Я видел, как она снова поцеловала камень, как горячо ее руки гладили его холодную поверхность. Это зрелище глубоко тронуло меня. Я наклонился, нежно взял руки бедняжки в свои и попытался успокоить ее.
Все было бесполезно. Она вырвала руки и не поднимала головы от могильной плиты. Испытывая насущную необходимость успокоить ее во что бы то ни стало, я решился воззвать к тому единственному чувству, которое, по всей вероятности, сильнее всего беспокоило ее относительно нашего знакомства: к ее страстному желанию убедить меня, что она сама себе хозяйка и отвечает за собственные поступки.
– Ну полно, полно, – сказал я мягко. – Постарайтесь взять себя в руки, иначе мне придется переменить мнение о вас. Не заставляйте меня думать, что человек, поместивший вас в лечебницу, имел на то…

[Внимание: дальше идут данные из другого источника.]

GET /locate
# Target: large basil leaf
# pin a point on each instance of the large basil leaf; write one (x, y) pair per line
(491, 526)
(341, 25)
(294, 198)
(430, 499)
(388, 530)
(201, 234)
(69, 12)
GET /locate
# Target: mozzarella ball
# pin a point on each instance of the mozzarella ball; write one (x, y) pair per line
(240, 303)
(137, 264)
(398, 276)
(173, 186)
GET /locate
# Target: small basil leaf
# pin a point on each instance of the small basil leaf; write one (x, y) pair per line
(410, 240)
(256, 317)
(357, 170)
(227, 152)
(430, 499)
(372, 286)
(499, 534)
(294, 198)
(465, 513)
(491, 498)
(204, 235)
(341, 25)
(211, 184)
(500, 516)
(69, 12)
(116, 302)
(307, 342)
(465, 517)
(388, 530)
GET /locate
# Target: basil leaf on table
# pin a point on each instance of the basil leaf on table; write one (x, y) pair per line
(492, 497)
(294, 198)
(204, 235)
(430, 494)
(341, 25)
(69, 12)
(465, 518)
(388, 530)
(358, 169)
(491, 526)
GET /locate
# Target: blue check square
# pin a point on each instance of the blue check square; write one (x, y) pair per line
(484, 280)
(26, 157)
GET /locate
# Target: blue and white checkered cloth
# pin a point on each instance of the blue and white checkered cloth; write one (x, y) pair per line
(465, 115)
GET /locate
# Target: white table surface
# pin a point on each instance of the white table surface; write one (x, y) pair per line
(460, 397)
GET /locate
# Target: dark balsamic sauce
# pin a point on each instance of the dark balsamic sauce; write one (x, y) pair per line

Следующие слова замерли на моих губах. Стоило мне только упомянуть того, кто поместил ее в сумасшедший дом, как Анна вскочила на ноги. Необыкновенная, изумительная перемена произошла в ней. Ее лицо, до сих пор исполненное трогательной нервной чувствительности, неуверенности и кротости, вдруг омрачилось выражением бешеной ненависти и страха, придавшим ее чертам дикую, неестественную силу. В вечернем сумеречном свете ее глаза расширились, как глаза дикого зверя. Она схватила мокрую тряпку, выпавшую до этого у нее из рук, как будто это было живое существо, которое она могла бы убить, и судорожно сжала ее с такой силой, что несколько капель упало на могильную плиту.